Se não cuidarmos do planeta como um todo, podemos submetê-lo a graves riscos de destruição de partes da biosfera e, no seu termo, inviabilizar a própria vida no planeta.
 
Ecologia social
A segunda _a ecologia social_ não quer apenas o meio ambiente. Quer o ambiente inteiro. Insere o ser humano e a sociedade dentro da natureza. Preocupa-se não apenas com o embelezamento da cidade, com melhores avenidas, com praças ou praias mais atrativas. Mas prioriza o saneamento básico, uma boa rede escolar e um serviço de saúde decente. A injustiça social significa uma violência contra o ser mais complexo e singular da criação que é o ser humano, homem e mulher. Ele é parte e parcela da natureza.
A ecologia social propugna por um desenvolvimento sustentável. É aquele em que se atende às carências básicas dos seres humanos hoje sem sacrificar o capital natural da Terra e se considera também as necessidades das gerações futuras que têm direito à sua satisfação e de herdarem uma Terra habitável com relações humanas minimamente justas.
Mas o tipo de sociedade construída nos últimos 400 anos impede que se realize um desenvolvimento sustentável. É energívora, montou um modelo de desenvolvimento que pratica sistematicamente a pilhagem dos recursos da Terra e explora a força de trabalho.

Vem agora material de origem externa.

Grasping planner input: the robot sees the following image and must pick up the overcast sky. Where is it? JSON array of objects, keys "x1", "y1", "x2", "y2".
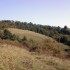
[{"x1": 0, "y1": 0, "x2": 70, "y2": 27}]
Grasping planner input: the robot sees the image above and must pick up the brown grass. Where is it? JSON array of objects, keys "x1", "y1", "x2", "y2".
[{"x1": 0, "y1": 44, "x2": 70, "y2": 70}]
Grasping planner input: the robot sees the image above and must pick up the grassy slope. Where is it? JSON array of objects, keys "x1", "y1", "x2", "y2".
[
  {"x1": 8, "y1": 28, "x2": 68, "y2": 55},
  {"x1": 0, "y1": 44, "x2": 70, "y2": 70},
  {"x1": 9, "y1": 28, "x2": 54, "y2": 42}
]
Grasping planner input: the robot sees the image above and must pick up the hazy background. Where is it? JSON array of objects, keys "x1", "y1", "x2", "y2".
[{"x1": 0, "y1": 0, "x2": 70, "y2": 27}]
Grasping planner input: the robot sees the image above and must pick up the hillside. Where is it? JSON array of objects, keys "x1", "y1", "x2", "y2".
[
  {"x1": 0, "y1": 21, "x2": 70, "y2": 70},
  {"x1": 0, "y1": 43, "x2": 70, "y2": 70},
  {"x1": 8, "y1": 28, "x2": 69, "y2": 58}
]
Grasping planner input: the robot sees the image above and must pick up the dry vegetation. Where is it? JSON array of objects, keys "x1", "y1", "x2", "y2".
[
  {"x1": 0, "y1": 44, "x2": 70, "y2": 70},
  {"x1": 8, "y1": 28, "x2": 69, "y2": 58},
  {"x1": 0, "y1": 28, "x2": 70, "y2": 70}
]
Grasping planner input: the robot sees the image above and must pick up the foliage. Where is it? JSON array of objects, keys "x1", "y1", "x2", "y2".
[{"x1": 0, "y1": 20, "x2": 70, "y2": 46}]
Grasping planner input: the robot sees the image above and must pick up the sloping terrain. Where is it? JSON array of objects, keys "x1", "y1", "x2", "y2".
[
  {"x1": 8, "y1": 28, "x2": 54, "y2": 42},
  {"x1": 8, "y1": 28, "x2": 70, "y2": 58},
  {"x1": 0, "y1": 43, "x2": 70, "y2": 70}
]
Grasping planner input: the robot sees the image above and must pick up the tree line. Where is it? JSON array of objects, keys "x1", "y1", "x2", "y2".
[{"x1": 0, "y1": 20, "x2": 70, "y2": 46}]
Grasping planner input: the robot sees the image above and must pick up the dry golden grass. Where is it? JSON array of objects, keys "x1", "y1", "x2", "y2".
[
  {"x1": 8, "y1": 28, "x2": 54, "y2": 42},
  {"x1": 8, "y1": 28, "x2": 68, "y2": 58},
  {"x1": 0, "y1": 44, "x2": 70, "y2": 70}
]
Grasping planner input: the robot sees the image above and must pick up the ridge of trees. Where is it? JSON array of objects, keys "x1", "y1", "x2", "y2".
[{"x1": 0, "y1": 20, "x2": 70, "y2": 46}]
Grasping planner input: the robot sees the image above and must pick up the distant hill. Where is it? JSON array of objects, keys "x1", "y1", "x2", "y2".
[
  {"x1": 8, "y1": 28, "x2": 69, "y2": 57},
  {"x1": 0, "y1": 20, "x2": 70, "y2": 46}
]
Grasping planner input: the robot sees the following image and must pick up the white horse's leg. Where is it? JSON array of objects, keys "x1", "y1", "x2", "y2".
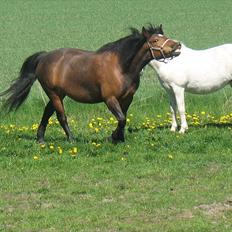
[
  {"x1": 173, "y1": 86, "x2": 188, "y2": 134},
  {"x1": 167, "y1": 90, "x2": 177, "y2": 132}
]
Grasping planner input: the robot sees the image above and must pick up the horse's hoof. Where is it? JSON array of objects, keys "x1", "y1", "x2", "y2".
[{"x1": 108, "y1": 136, "x2": 125, "y2": 145}]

No imaginário dos pais fundadores da sociedade moderna, o desenvolvimento se movia dentro de dois infinitos: o infinito dos recursos naturais e o infinito do desenvolvimento rumo ao futuro. Esta pressuposição se revelou ilusória. Os recursos não são infinitos. A maioria está se acabando, principalmente a água potável e os combustíveis fósseis. E o tipo de desenvolvimento linear e crescente para o futuro não é universalizável. Não é, portanto, infinito. Se as famílias chinesas quisessem ter os automóveis que as famílias americanas têm, a China viraria um imenso estacionamento. Não haveria combustível suficiente e ninguém se moveria.

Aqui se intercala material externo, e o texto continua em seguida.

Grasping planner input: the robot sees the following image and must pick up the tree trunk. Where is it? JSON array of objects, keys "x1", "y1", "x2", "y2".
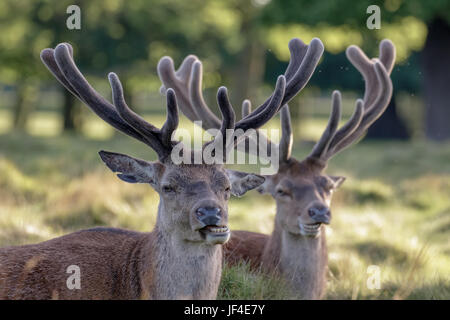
[
  {"x1": 366, "y1": 96, "x2": 410, "y2": 140},
  {"x1": 421, "y1": 18, "x2": 450, "y2": 141}
]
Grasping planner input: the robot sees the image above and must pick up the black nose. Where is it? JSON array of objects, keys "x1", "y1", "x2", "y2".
[
  {"x1": 195, "y1": 207, "x2": 222, "y2": 226},
  {"x1": 308, "y1": 206, "x2": 331, "y2": 224}
]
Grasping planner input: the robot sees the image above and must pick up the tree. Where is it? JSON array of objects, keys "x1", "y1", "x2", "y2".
[{"x1": 264, "y1": 0, "x2": 450, "y2": 140}]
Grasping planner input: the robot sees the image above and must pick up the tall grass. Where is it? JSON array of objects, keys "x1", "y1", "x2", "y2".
[{"x1": 0, "y1": 128, "x2": 450, "y2": 299}]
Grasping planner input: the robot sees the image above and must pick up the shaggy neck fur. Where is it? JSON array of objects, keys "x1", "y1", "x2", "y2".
[
  {"x1": 263, "y1": 214, "x2": 328, "y2": 299},
  {"x1": 144, "y1": 205, "x2": 222, "y2": 299}
]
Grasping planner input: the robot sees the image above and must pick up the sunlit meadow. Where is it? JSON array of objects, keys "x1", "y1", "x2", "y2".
[{"x1": 0, "y1": 105, "x2": 450, "y2": 299}]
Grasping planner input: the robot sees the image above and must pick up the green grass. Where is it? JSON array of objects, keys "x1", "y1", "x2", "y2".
[{"x1": 0, "y1": 123, "x2": 450, "y2": 299}]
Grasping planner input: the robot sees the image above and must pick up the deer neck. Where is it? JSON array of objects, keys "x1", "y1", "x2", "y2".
[
  {"x1": 144, "y1": 204, "x2": 222, "y2": 299},
  {"x1": 265, "y1": 212, "x2": 328, "y2": 299}
]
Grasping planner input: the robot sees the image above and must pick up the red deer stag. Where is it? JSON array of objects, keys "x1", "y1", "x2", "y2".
[
  {"x1": 0, "y1": 43, "x2": 312, "y2": 299},
  {"x1": 157, "y1": 39, "x2": 395, "y2": 299}
]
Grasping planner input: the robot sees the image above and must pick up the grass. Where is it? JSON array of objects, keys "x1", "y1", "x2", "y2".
[{"x1": 0, "y1": 118, "x2": 450, "y2": 299}]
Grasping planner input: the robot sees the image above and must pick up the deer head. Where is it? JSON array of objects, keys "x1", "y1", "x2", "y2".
[{"x1": 41, "y1": 43, "x2": 285, "y2": 244}]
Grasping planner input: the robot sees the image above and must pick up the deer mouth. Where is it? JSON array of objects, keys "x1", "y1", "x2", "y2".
[
  {"x1": 299, "y1": 223, "x2": 322, "y2": 237},
  {"x1": 199, "y1": 225, "x2": 230, "y2": 244}
]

Carecemos de uma sociedade sustentável que encontra para si o desenvolvimento viável para as necessidades de todos. O bem-estar não pode ser apenas social, mas tem de ser também sociocósmico. Ele tem que atender aos demais seres da natureza, como as águas, as plantas, os animais, os microorganismo, pois todos juntos constituem a comunidade planetária, na qual estamos inseridos, e sem os quais nós mesmos não viveríamos.
 
Ecologia mental
A terceira, a ecologia mental, chamada também de ecologia profunda, sustenta que as causas do déficit da Terra não se encontram apenas no tipo de sociedade que atualmente temos. Mas também no tipo de mentalidade que vigora, cujas raízes alcançam épocas anteriores à nossa história moderna, incluindo a profundidade da vida psíquica humana consciente e inconsciente, pessoal e arquetípica.

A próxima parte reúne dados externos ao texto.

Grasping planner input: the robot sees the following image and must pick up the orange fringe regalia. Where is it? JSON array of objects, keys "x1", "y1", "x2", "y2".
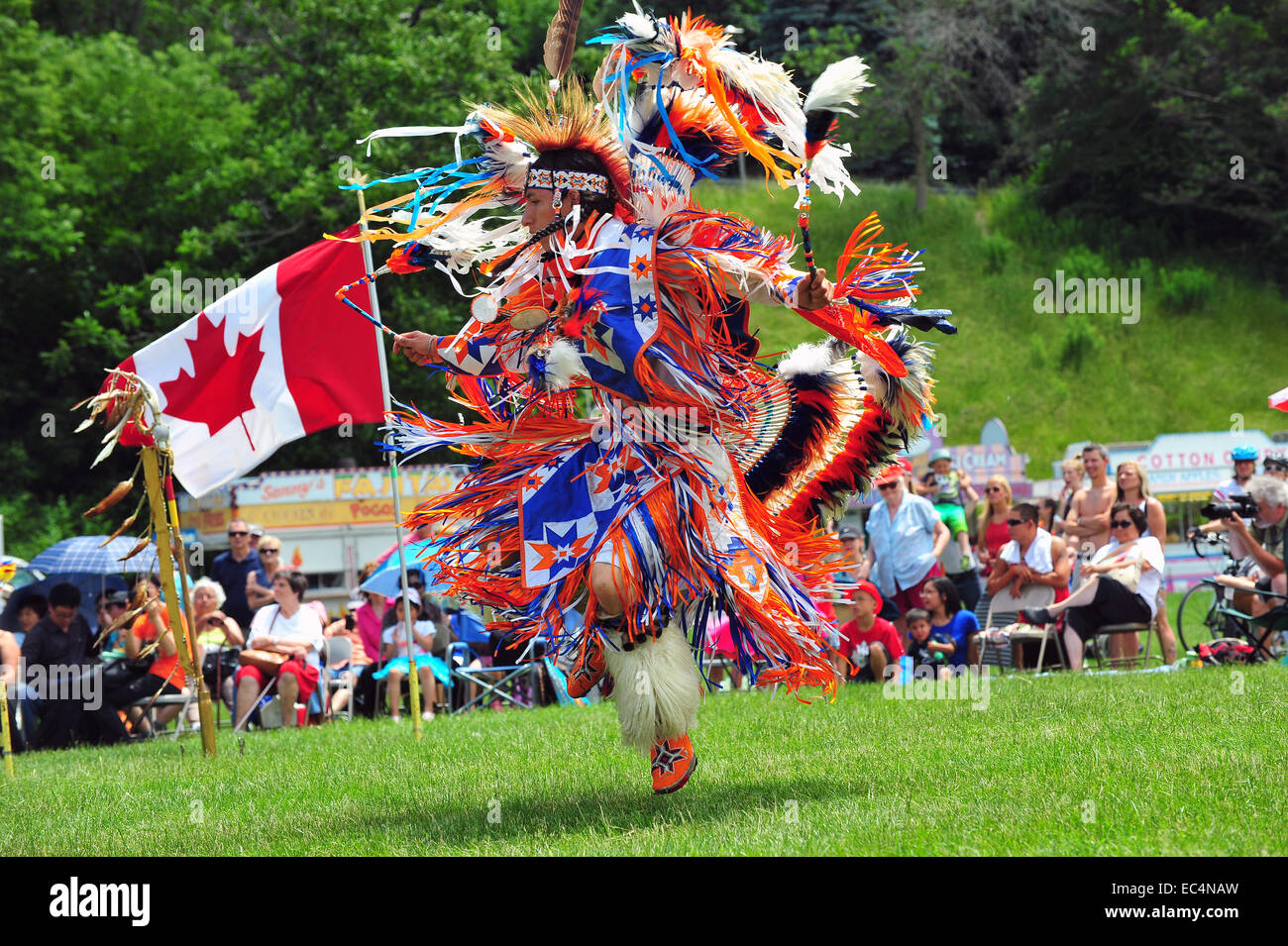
[{"x1": 345, "y1": 14, "x2": 953, "y2": 715}]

Há em nós instintos de violência, vontade de dominação, arquétipos sombrios que nos afastam da benevolência em relação à vida e à natureza. Aí dentro da mente humana se iniciam os mecanismos que nos levam a uma guerra contra a Terra. Eles se expressam por uma categoria: a nossa cultura antropocêntrica. O antropocentrismo considera o ser humano rei/rainha do universo. Pensa que os demais seres só têm sentido quando ordenados ao ser humano; eles estão aí disponíveis ao seu bel-prazer. Esta estrutura quebra com a lei mais universal do universo: a solidariedade cósmica. Todos os seres são interdependentes e vivem dentro de uma teia intrincadíssima de relações. Todos são importantes.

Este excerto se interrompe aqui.